In recent years, automobiles have become increasingly sophisticated. Most cars now have numerous integrated circuits (ICs) and a lots of software, both to optimize the vehicle operation (fuel and oxygen consumption, anti-lock brakes, automatic sensing and braking systems, for instance) and amenities for the owners. With this increased complexity and sophistication has come increased vulnerability.
Recently, white hat hackers at Pentest Partners in the U.K., noticed that the Mitsubishi Outlander PHEV had an app that the driver connects to via a Wi-Fi access point (AP) in the car. Ordinarily, these apps connect via GSM or cloud technology to access these system controls. Although one cannot unlock or start the vehicle through these controls, several vehicle control systems can be accessed via this Wi-Fi AP, including the alarm system, the charging system, lights, fans and temperature control, etc. This means that if we or a thief can connect to this wireless AP built into the vehicle, the theft alarm system can be disabled, among other things.
Making this vehicle even more vulnerable is the security implementation of the Wi-Fi, or rather, the lax security implementation. First, the WiFi AP password is in the owner’s manual. Second, the AP’s all have SSID’s that fit a pattern of “REMOTEnnaaaa” where the “n” is any number and the “a” is any lowercase alphabetic. Finally, the passwords are relatively short and simple making them vulnerable to brute force cracking.
Finding the Vulnerable Mitsubishi Outlanders
There are over 100,000 of these Mitsubishi Outlanders sold, so there is likely one near you. Of course, you could simply walk down the street looking for them or you could do an automated search for the SSID pattern unique to this vehicle. We could use the Wireless Geographic Logging Engine at www.wigle.net (wigle.net catalogs WiFi AP’s and indexes them by GPS coordinates). There, we can search by SSID using the string pattern of the Outlander’s SSID. When I did so, I found numerous Mitsubishi Outlanders.
When searching on wigle.net, search for the string “REMOTE______” with 6 underscores representing wildcards for the following 2 numbers and four alphabetic characters as seen below.
As you can see below, I found numerous AP’s that fit that pattern, most in Western Europe. We can refine our search by adding our GPS coordinates in wigle.net to find vehicles that are local to your location.
Hacking the Outlander’s AP
Once we have located a Mitsubishi Outlander, the next step is very similar to any wireless AP crack with aircrack-ng and hashcat. First, we connect to the AP, then get the password hash in the 4-way handshake and finally, start the brute force hacking. Let’s do it!
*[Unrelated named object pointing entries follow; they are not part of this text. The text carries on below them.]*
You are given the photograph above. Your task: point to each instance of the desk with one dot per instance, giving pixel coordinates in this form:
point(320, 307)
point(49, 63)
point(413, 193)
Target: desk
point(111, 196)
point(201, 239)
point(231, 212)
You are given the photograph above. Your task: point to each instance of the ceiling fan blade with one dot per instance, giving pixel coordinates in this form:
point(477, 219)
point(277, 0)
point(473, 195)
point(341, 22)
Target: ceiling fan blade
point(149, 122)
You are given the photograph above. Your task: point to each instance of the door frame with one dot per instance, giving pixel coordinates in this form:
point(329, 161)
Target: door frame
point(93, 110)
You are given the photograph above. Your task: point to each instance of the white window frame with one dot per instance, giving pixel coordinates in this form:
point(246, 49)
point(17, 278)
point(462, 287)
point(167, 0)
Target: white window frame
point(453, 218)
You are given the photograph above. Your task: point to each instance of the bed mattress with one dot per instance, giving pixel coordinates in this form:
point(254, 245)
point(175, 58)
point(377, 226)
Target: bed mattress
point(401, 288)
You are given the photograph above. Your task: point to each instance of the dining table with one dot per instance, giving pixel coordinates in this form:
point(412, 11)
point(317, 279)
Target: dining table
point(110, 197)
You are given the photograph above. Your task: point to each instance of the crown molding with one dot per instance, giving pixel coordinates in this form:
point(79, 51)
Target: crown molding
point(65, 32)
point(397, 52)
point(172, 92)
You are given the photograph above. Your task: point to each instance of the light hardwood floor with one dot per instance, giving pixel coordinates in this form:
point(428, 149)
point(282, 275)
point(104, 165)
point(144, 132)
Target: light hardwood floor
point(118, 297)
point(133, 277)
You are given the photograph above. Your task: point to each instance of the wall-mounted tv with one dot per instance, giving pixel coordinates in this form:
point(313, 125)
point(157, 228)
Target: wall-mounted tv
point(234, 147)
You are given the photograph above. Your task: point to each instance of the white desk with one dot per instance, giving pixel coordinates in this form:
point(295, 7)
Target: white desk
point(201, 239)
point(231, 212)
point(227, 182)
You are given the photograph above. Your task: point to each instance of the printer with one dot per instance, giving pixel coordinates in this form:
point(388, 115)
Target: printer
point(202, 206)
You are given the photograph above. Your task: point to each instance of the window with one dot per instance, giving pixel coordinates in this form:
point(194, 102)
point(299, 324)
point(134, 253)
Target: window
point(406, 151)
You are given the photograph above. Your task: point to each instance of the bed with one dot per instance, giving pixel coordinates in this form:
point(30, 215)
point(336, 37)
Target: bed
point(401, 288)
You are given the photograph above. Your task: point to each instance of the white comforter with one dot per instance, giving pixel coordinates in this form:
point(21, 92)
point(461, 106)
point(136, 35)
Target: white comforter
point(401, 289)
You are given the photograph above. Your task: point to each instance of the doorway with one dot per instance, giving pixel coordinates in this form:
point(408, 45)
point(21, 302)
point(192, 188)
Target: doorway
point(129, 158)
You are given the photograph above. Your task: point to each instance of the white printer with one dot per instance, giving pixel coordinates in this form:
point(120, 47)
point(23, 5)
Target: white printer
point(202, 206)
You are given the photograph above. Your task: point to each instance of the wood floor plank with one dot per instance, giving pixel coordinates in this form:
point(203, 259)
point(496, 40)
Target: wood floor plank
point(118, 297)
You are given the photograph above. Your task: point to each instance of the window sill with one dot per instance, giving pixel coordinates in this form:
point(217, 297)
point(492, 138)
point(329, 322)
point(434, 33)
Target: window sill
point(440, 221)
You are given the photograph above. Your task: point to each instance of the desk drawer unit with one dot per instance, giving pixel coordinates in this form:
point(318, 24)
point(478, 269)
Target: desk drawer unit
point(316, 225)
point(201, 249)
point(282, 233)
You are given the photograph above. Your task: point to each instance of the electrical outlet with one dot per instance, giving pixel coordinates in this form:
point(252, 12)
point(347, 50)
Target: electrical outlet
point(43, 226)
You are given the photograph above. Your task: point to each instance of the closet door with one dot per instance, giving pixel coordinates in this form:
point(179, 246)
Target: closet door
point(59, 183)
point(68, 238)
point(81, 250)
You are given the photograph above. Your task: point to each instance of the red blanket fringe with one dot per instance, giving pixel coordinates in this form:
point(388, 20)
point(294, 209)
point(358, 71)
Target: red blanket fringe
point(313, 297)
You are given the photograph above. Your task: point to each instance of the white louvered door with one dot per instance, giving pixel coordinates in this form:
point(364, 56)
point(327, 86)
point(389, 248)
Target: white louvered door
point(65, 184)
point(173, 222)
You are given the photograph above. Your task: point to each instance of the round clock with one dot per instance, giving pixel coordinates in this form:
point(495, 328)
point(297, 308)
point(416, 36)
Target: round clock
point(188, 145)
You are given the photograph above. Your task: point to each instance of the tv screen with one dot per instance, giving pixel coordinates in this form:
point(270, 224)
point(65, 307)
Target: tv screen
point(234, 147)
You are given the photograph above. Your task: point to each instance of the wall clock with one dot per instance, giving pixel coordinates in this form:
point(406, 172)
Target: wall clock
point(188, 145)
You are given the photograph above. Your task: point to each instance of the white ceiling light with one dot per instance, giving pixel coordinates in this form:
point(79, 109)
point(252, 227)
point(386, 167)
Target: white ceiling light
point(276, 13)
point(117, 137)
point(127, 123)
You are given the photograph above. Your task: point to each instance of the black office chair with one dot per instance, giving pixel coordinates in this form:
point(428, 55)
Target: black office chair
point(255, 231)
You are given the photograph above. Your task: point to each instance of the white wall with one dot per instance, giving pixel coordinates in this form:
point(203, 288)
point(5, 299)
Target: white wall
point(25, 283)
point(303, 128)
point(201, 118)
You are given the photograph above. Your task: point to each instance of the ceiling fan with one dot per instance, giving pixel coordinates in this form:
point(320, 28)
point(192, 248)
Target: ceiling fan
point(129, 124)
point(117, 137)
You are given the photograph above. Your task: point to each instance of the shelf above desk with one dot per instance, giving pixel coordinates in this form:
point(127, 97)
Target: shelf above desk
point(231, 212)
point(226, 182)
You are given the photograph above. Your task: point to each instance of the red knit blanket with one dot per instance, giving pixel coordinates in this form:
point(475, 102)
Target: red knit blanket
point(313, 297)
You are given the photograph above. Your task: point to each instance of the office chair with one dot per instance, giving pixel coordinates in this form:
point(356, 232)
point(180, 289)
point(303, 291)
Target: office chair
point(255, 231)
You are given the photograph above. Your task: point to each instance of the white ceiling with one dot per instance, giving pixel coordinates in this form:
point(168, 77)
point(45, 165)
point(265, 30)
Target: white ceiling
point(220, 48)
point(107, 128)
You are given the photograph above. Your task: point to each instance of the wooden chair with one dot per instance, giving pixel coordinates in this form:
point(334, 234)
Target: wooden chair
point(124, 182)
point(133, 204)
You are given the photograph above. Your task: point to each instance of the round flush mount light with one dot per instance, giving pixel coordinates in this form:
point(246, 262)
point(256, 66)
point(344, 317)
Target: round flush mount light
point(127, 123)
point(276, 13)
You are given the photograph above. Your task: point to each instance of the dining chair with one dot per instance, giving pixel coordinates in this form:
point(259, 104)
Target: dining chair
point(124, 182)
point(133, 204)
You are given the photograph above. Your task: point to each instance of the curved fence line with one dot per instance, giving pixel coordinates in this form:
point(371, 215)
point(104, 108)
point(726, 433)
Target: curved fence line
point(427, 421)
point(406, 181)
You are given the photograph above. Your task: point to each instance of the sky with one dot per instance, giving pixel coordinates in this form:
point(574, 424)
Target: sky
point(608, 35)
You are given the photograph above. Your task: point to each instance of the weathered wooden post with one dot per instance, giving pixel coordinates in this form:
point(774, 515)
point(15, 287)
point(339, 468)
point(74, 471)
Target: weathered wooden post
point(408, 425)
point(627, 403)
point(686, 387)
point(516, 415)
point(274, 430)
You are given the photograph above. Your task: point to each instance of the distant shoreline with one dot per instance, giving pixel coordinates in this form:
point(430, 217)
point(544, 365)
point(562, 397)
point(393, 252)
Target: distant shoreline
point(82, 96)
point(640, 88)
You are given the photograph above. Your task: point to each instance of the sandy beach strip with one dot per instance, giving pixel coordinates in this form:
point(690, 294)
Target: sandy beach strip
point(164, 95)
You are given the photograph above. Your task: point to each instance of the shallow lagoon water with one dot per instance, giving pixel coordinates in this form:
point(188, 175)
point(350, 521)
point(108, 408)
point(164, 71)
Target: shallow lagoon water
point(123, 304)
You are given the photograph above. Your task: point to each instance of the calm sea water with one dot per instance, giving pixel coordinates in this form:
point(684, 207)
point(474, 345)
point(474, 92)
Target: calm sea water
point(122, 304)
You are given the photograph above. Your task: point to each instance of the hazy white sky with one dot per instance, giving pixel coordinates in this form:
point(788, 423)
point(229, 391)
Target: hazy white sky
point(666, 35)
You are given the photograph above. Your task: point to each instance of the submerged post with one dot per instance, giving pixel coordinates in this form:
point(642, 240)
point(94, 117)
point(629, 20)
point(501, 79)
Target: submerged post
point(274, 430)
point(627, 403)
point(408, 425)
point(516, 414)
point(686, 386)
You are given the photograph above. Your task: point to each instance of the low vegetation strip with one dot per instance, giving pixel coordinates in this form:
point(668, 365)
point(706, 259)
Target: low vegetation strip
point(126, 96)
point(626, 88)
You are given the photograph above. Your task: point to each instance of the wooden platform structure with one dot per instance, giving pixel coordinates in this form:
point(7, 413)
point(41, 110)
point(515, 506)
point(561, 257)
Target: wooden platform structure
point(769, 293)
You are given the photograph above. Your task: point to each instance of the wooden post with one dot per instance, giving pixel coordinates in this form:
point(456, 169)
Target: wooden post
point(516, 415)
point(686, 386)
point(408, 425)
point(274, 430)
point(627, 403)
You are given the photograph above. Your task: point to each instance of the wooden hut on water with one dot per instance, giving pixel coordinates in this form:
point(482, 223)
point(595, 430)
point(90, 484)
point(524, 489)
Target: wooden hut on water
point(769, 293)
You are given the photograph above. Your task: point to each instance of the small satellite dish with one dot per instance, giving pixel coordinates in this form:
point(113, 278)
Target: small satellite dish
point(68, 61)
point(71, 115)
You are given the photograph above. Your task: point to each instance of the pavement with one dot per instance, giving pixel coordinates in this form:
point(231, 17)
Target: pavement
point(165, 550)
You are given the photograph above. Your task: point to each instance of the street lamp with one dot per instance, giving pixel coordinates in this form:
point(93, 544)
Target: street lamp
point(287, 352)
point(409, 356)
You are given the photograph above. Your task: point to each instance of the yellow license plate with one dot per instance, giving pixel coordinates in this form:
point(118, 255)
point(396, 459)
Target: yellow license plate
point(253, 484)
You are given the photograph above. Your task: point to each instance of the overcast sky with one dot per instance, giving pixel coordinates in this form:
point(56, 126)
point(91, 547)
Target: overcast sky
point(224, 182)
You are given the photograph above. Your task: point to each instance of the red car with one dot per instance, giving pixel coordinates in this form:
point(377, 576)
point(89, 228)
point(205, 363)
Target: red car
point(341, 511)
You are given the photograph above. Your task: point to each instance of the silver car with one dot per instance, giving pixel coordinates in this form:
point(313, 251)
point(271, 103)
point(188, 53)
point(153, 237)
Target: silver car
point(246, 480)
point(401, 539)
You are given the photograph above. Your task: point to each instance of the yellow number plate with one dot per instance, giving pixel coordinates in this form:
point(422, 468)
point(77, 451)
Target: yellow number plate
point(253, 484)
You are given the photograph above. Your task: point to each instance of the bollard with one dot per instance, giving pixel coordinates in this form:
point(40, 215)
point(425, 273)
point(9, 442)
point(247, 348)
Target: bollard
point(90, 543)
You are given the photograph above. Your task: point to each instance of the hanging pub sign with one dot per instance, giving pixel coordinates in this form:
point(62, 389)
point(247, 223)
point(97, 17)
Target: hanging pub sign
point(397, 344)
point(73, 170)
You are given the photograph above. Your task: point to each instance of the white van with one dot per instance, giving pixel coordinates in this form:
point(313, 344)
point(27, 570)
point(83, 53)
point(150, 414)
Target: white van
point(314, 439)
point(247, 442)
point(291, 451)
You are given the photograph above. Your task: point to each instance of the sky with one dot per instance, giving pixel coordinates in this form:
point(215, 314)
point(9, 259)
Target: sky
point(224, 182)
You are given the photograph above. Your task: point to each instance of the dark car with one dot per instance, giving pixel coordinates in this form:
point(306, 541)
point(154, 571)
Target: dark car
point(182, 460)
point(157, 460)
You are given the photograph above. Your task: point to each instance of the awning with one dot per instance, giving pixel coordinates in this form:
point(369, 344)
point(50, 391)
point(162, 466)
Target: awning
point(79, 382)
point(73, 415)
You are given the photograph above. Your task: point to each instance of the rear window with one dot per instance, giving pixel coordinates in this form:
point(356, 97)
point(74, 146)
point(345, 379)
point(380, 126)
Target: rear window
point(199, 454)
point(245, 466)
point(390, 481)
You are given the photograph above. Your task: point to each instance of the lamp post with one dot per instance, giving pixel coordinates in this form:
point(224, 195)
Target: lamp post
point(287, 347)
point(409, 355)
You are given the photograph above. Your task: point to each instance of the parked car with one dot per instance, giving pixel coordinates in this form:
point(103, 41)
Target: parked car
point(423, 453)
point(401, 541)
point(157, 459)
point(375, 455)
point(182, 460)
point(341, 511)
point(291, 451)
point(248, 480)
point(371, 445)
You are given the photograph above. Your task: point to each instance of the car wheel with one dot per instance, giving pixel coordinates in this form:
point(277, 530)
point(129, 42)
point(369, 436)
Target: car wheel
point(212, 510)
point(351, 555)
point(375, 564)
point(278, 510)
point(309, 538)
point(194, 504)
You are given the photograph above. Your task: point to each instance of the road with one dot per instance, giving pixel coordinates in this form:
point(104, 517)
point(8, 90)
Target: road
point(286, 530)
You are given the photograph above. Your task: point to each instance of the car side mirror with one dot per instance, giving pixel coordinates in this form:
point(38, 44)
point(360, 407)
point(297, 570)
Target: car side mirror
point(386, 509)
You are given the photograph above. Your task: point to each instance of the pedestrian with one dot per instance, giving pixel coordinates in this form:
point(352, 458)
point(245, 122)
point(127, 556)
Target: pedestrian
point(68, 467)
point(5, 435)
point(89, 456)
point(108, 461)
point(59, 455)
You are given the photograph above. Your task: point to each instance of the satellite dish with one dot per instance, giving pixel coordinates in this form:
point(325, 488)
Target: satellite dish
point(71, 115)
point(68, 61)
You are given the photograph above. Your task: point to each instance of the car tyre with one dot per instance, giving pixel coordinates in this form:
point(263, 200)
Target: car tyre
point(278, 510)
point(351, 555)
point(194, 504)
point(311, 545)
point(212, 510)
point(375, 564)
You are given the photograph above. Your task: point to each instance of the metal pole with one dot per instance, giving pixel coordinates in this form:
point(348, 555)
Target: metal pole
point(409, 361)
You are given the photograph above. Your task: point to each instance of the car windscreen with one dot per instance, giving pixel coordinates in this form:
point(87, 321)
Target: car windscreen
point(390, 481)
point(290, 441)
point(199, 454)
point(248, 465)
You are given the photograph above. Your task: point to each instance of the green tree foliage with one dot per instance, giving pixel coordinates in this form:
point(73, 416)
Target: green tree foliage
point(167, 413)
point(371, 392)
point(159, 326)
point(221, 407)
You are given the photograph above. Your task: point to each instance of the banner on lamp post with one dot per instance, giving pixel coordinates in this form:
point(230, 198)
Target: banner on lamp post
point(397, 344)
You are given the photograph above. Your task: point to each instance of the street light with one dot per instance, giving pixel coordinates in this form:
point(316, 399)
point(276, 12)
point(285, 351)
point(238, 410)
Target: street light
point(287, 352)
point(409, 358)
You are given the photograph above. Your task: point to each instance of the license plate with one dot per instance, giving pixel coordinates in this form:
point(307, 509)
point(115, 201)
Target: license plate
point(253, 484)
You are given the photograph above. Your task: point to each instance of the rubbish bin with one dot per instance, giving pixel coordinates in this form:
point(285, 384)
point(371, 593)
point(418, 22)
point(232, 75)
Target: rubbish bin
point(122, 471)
To start we will be using Kali Linux 1.0 with aircrack-ng. I will be using an older Alfa AWUS036H USB wireless adapter, but you can use just about any wireless adapter capable of packet injection..
The first step is to check your wireless connection by typing;
kali > iwconfig
Note that my wireless adapter is wlan0.
Then, we need to put our wireless adapter in monitor mode.
kali > airmon-ng start wlan0
Note that this process changes the designation of the wireless adapter to mon0.
Next, we need to starting capturing the wireless traffic around us.
kali > airodump-ng mon0
As you can see in the screenshot above, we can see the Mitsubishi AP named REMOTEaa1234. That’s the AP we are targeting.
We need to next focus upon that AP on that channel and write the captured PSK to a file called carhack. The command to do this is;
kali > airodump-ng –bssid <the AP BSSID> -c <the AP channel> –write carhack mon0
As you can see above, I used this command with the REMOTEaa1234 AP’s BSSID that was operating on channel 9 (-c 9) and wrote the data to a file called carhack (–write carhack) listening on mon0.
When the owner of the vehicle connects to the AP in the vehicle, we capture the password hash in the 4-way handshake as seen below.
If the owner is already connected, you may have to use aireplay-ng with the deauth function to knock them off and when they reconnect, you can capture the hash.
The final step is to crack that hash. Aircrack-ng is not particularly good at hash cracking of the WPA-PSK, but luckily, hashcat is. We can convert the cap file, carhack.cap, to a format that can be used with hashcat (.hccap) by using the following command.
kali > aircrack-ng <the aircrack .cap file> -J <the hashcat .hccap file>
Note that the -J in the command is upper case.
Finally, we can use that carhack.hccap file in hashcat and use a multiple CPU’s to crack the PSK in hours. The folks at Pentest Partners took four days with an ordinary single CPU laptop, but with multiple CPU’s, a GPU cluster or cloud based resources, you can crack it in hours.
Once we have connected to the Outlander’s AP with the cracked PSK, we can wreak havoc on the vehicle and befuddle the owner!